Outra face da escalada da violência contra essa parcela da população está nos casos de lesão corporal dolosa. Neste ano, de janeiro a agosto, esse tipo de ocorrência cresceu 12,5% em comparação com o mesmo período de 2011. O número de casos passou de 1.968 para 2.214, ou seja, a cada três horas uma pessoa acima de 60 anos foi agredida no estado nesses meses em 2012. Na maioria dos casos, o crime foi praticado por alguém da família ou pelos responsável por cuidar do idoso.

No estudo “Violência familiar e institucional contra os velhos”, Clarice Ehlers Peixoto, antropóloga da Uerj, constatou que a maior incidência de casos violentos é em famílias com várias gerações vivendo no mesmo espaço.

— O agressor é sempre um membro da família. São filhos, sobrinhos, genros, noras e netos. Isso acontece porque essa coabitação de gerações gera tensões.

Segundo ela, é comum a disputa por patrimônio e dinheiro.

— São filhos que requerem uma parte da aposentadoria dos pais ou que pressionam pela venda de imóveis para antecipar a divisão de bens. Quando não dividem a casa com outras gerações, há menos conflitos — explica Clarice.

A Comissão do Idoso da Câmara dos Vereadores mantém um serviço de ouvidoria que recebe, desde o início de 2009, denúncias de maus-tratos, abandono e agressão, entre outras formas de violência. Trabalhando como secretária da comissão, a servidora Renata Ribeiro de Lima cuida de uma grande pilha de fichários com os casos denunciados, classificados pelo nome do idoso vítima. Os registros da comissão revelam que em cerca de 80% das denúncias as vítimas são mulheres.

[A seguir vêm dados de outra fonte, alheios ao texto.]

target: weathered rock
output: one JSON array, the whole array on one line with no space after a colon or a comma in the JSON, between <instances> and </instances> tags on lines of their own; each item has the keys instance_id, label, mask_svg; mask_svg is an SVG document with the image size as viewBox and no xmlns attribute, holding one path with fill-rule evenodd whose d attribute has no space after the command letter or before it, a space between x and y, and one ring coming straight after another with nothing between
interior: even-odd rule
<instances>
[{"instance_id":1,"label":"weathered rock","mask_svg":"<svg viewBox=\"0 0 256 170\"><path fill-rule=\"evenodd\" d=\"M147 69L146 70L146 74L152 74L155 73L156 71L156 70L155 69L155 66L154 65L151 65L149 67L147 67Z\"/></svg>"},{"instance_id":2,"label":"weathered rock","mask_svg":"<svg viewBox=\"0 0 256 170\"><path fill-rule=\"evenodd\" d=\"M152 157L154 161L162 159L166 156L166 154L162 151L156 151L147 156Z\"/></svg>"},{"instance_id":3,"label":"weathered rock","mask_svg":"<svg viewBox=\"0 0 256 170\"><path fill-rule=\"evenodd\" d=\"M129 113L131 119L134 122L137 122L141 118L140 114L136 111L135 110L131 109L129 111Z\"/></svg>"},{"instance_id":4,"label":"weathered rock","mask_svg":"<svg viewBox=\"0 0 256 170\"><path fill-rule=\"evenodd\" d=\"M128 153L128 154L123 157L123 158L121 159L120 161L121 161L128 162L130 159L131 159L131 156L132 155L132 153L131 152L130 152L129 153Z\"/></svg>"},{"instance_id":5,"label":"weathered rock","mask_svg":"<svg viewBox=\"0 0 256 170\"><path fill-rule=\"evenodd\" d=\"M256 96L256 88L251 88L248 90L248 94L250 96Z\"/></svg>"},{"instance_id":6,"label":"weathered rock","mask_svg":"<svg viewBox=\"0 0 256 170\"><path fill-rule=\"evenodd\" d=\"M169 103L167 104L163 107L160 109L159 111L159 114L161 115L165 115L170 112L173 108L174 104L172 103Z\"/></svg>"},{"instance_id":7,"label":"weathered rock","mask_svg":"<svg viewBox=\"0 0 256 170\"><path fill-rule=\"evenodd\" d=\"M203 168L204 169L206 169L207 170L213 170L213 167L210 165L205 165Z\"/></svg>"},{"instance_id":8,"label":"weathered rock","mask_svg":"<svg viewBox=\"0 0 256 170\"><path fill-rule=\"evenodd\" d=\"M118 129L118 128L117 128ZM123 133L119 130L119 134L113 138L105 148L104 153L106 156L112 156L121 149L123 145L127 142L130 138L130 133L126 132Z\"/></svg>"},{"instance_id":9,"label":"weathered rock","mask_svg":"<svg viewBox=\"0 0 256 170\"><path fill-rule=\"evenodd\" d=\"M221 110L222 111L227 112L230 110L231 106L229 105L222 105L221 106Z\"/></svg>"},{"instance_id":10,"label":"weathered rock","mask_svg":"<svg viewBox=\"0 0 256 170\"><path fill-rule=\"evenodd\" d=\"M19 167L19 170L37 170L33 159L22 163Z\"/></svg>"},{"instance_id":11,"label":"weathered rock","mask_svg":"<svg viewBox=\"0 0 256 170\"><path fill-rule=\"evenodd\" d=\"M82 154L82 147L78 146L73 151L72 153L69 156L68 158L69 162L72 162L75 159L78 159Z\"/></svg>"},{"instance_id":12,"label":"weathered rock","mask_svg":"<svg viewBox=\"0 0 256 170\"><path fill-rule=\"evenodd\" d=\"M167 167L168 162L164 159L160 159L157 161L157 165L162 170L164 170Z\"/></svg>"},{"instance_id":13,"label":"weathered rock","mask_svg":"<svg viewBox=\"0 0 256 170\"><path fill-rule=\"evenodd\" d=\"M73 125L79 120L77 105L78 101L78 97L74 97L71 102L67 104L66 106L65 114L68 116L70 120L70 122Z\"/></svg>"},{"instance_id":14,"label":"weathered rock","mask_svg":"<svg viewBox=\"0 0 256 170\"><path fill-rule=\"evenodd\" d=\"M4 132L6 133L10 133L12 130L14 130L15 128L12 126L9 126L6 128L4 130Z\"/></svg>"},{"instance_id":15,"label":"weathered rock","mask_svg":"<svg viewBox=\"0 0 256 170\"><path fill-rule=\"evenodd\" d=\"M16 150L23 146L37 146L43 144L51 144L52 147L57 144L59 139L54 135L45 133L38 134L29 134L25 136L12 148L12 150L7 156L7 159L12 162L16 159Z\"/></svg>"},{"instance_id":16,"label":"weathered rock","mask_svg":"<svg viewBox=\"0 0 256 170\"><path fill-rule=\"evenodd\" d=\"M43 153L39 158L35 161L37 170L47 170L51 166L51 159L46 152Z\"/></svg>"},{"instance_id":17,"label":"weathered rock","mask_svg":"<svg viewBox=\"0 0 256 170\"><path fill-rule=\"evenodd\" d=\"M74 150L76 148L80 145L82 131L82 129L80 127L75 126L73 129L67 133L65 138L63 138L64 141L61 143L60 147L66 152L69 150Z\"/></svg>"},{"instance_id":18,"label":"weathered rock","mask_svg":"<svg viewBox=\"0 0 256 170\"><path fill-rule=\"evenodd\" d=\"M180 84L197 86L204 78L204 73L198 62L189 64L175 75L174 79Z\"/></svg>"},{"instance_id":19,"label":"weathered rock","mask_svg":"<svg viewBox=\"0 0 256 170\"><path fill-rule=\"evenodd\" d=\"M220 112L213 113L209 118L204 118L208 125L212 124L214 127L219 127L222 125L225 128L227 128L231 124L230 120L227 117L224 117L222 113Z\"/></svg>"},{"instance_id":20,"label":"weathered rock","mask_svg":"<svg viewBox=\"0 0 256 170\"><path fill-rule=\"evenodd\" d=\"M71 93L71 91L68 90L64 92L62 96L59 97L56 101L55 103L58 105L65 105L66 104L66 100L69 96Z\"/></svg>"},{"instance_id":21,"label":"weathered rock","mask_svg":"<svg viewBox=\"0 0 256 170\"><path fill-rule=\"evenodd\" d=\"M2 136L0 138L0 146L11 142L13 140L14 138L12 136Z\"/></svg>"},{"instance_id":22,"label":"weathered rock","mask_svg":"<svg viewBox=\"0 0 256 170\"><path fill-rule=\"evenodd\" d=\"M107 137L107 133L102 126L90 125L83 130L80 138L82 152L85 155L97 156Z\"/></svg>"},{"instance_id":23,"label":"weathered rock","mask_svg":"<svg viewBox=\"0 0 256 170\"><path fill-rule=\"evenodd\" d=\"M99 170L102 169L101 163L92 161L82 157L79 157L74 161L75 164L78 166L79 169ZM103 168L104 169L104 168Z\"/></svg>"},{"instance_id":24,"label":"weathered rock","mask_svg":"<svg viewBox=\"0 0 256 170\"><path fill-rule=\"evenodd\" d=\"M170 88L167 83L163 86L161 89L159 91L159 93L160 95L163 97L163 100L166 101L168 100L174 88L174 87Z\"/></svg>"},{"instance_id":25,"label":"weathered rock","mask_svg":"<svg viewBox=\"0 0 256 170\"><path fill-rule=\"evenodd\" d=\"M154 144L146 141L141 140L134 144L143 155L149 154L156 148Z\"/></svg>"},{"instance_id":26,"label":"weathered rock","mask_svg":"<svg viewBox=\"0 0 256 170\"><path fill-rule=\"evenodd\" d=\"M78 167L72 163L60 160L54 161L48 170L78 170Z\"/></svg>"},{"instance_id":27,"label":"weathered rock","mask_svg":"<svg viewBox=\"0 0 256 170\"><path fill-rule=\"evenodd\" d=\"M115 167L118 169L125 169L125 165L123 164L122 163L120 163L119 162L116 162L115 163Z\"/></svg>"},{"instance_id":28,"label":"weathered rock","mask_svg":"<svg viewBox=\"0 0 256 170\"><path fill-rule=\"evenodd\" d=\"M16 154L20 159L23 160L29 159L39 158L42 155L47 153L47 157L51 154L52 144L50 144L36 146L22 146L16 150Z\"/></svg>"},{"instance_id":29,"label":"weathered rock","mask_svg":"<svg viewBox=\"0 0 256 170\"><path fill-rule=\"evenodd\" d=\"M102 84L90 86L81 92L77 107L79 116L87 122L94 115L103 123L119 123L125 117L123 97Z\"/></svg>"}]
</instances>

— Logo que começamos o trabalho, em 2009, chegou um caso de estupro de uma idosa. Depois soube que a polícia encontrou o neto na casa da vítima, alcoolizado. Chorei muito nesse dia — conta Renata, que diz receber 40 ligações por dia.

Segundo ela, em agosto, um vizinho denunciou que um casal de idosos da Baixada Fluminense se encontrava sozinho, sujo, sem alimento e medicação. Vivendo com um dos três filhos, a senhora, de 90 anos, e o senhor, um militar reformado de 84, tinham, juntos, rendimentos de cerca de R$ 6 mil mensais, mas o dinheiro era usado pelo filho.

Outro problema que chega com frequência à comissão da Câmara é o roubo dos cartões usados para receber a aposentadoria e o Benefício de Prestação Continuada (BPC) — que dá um salário mínimo ao idoso que não pode garantir o próprio sustento. De acordo com o Ministério do Desenvolvimento Social, 155.885 pessoas recebem o BPC no estado do Rio e 58.926, na capital.

Os registros do Disque-Idoso da Assembleia Legislativa do Rio mostram o mesmo problema. Em 2010, foram recebidas 74 denúncias de retenção de benefício por terceiros.

— Quem costuma reter são os próprios filhos dos idosos ou cuidadores — afirma Leonor Serafim Machado, coordenadora do serviço.